As we have run the above model on simulated data and the original
data list contains the parameters used to simulate the data we can use
the mcmc_recover_
functions from bayesplot
to
see how the model did:
Fitting a GLLVM
The model fitting workflow for latent variable models is very similar to that above, with the addition of specifying the number of latent variables (D) in the data simulation and model fit. Here we change the family to a Bernoulli family (i.e. the special case of the binomial where the number of trials is 1 for all observations), make the covariate effects on each species draw from a correlation matrix such that information can be shared across species, and change the prior to be a Student’s T prior on the predictor-specific sigma parameter.
set.seed(3562251)
gllvm_data <- gllvm_sim_data(N = 50, S = 12, D = 2, K = 1,
family = "bernoulli",
beta_param = "cor",
prior = jsdm_prior(sigmas_preds = "student_t(3,0,1)"))

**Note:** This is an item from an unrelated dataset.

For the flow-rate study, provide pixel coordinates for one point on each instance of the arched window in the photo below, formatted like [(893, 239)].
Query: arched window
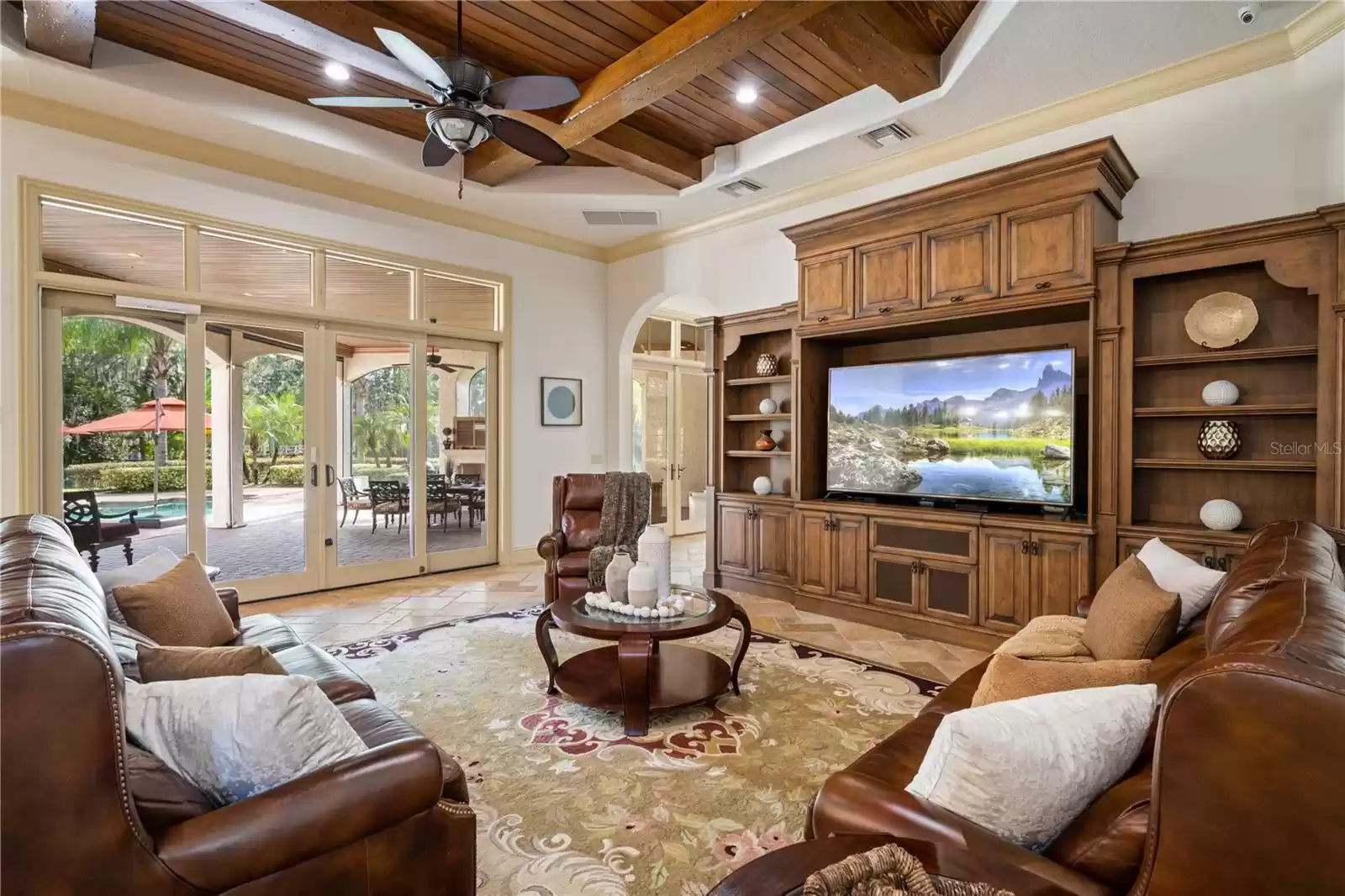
[(477, 394)]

gllvm_fit <- stan_jsdm(Y = gllvm_data$Y, X = gllvm_data$X,
D = gllvm_data$D,
family = "bernoulli",
method = "gllvm",
beta_param = "cor",
prior = jsdm_prior(sigmas_preds = "student_t(3,0,1)"),
refresh = 0, log_lik = FALSE)
gllvm_fit
#> Family: bernoulli
#> Model type: gllvm with 2 latent variables
#> Number of species: 12
#> Number of sites: 50
#> Number of predictors: 2
#>
#> Model run on 4 chains with 4000 iterations per chain (2000 warmup).
#>
#> No parameters with Rhat > 1.01 or Neff/N < 0.05
Again, the diagnostic statistics seem reasonable:
mcmc_plot(gllvm_fit, plotfun = "rhat_hist")
#> Warning: Dropped 1 NAs from 'new_rhat(rhat)'.
#> `stat_bin()` using `bins = 30`. Pick better value with `binwidth`.
mcmc_plot(gllvm_fit, plotfun = "neff_hist")
#> `stat_bin()` using `bins = 30`. Pick better value with `binwidth`.
For brevity’s sake we will not go into the detail of the different
functions again here, however there is one plotting function
specifically for GLLVM models - ordiplot()
. This plots the
species or sites scores against the latent variables from a random
selection of draws:
ordiplot(gllvm_fit, errorbar_range = 0.5)
ordiplot(gllvm_fit, type = "sites", geom = "text", errorbar_range = 0) +
theme(legend.position = "none")
You can change the latent variables selected by specifying the
choices
argument, and alter the number of draws or whether
you want to plot species or sites with the other arguments.
References
Warton et al (2015) So many variables: joint modeling in community ecology. Trends in Ecology & Evolution, 30:766-779. DOI: 10.1016/j.tree.2015.09.007.
Wilkinson et al (2021) Defining and evaluating predictions of joint species distribution models. Methods in Ecology and Evolution, 12:394-404. DOI: 10.1111/2041-210X.13518.
Vehtari, A., Gelman, A., and Gabry, J. (2017). Practical Bayesian model evaluation using leave-one-out cross-validation and WAIC. Statistics and Computing. 27(5), 1413–1432. DOI: 10.1007/s11222-016-9696-4.